71. The system of claim 70, wherein testing the target microbial BGCs in vitro comprises:

reducing expression of the target microbial BGCs in bacteria; and

screening for a change of metabolite levels secreted from the bacteria to obtain the metabolomic information of the target microbial BGCs.

72. The system of claim 70, wherein testing the target microbial BGCs in vitro comprises:

reducing expression of the target microbial BGCs in bacteria;

73. The system of claim 70, wherein the human cells comprise peripheral blood mononuclear cell (PBMC).

74. The system of claim 70, wherein the BGC analysis engine is further configured to:

group the target microbial BGCs into refined cliques, wherein each refined clique shares similar immunologic and metabolomic information meeting or exceeding a second similarity threshold; and

rank refined cliques according to correlation between target microbial BGCs in corresponding refined cliques and respective immunologic and metabolomic information of the target microbial BGCs.

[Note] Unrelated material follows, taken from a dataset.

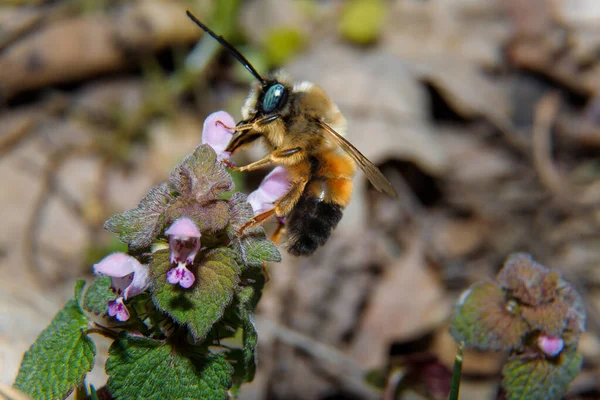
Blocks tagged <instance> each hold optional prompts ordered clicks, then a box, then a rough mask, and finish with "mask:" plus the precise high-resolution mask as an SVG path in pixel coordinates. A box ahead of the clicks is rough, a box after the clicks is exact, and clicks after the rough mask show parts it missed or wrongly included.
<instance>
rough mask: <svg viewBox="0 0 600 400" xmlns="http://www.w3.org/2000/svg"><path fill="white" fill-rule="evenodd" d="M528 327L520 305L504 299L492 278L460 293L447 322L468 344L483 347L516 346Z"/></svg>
mask: <svg viewBox="0 0 600 400" xmlns="http://www.w3.org/2000/svg"><path fill="white" fill-rule="evenodd" d="M528 330H529V327H528V325H527V323H526V322H525V321H523V319H522V318H521V316H520V314H519V306H518V304H516V303H515V302H514V301H513V300H507V296H506V293H505V292H504V290H502V288H501V287H500V286H499V285H498V284H496V283H495V282H489V281H488V282H480V283H477V284H475V285H473V286H471V288H470V289H468V290H467V291H466V292H465V293H463V295H462V296H461V298H460V300H459V301H458V304H457V305H456V310H455V313H454V316H453V318H452V321H451V324H450V334H451V335H452V336H453V337H454V339H455V340H456V341H457V342H459V343H460V342H465V345H466V346H467V347H474V348H477V349H482V350H510V349H513V348H517V347H518V346H519V345H520V344H521V342H522V339H523V336H524V335H525V334H526V333H527V332H528Z"/></svg>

75. A method for identifying microbial biosynthetic genetic cluster (BGCs) related to a response to a therapy, comprising:

obtaining genetic information of samples from a plurality of test subjects, wherein the plurality of test subjects include responders and non-responders, w herein the responders had a disease and were responsive to a therapy for the disease, and wherein the non-responders had the disease and were not responsive to the therapy for the disease;

categorizing the test subjects as responders and non-responders based on obtained response information;

identifying microbial BGCs and respective genetic features using the genetic information, wherein each microbial BGC is categorized as responsive BGC or non-responsive BGC using the respective response information;

grouping the microbial BGCs into cliques in a topological graph, wherein each clique has a subset of microbial BGCs having a genetic feature similarity score meeting or exceeding a similarity threshold, and where each clique is assigned to a clique response score based on a percentage of responsive BGCs

identifying target cliques from the cliques according to correlation of each clique to a response to the therapy using the respective response information, wherein the target cliques are used for identifying microbial biosynthetic genetic cluster (BGCs) related to a response to a therapy from the target cliques.

76. A method for ranking microbial biosynthetic genetic cluster (BGCs) related to a response to a therapy, comprising:

grouping the microbial BGCs into cliques, wherein each clique has a subset of microbial BGCs having a genetic feature similarity score meeting or exceeding a similarity threshold; and

ranking the cliques with a neural network built using the respective response information, wherein a clique's higher ranking indicates the clique's higher correlation to a response to the therapy; and

ranking microbial BGCs in cliques with a ranking meeting or exceeding a pre-set ranking threshold using the respective response information.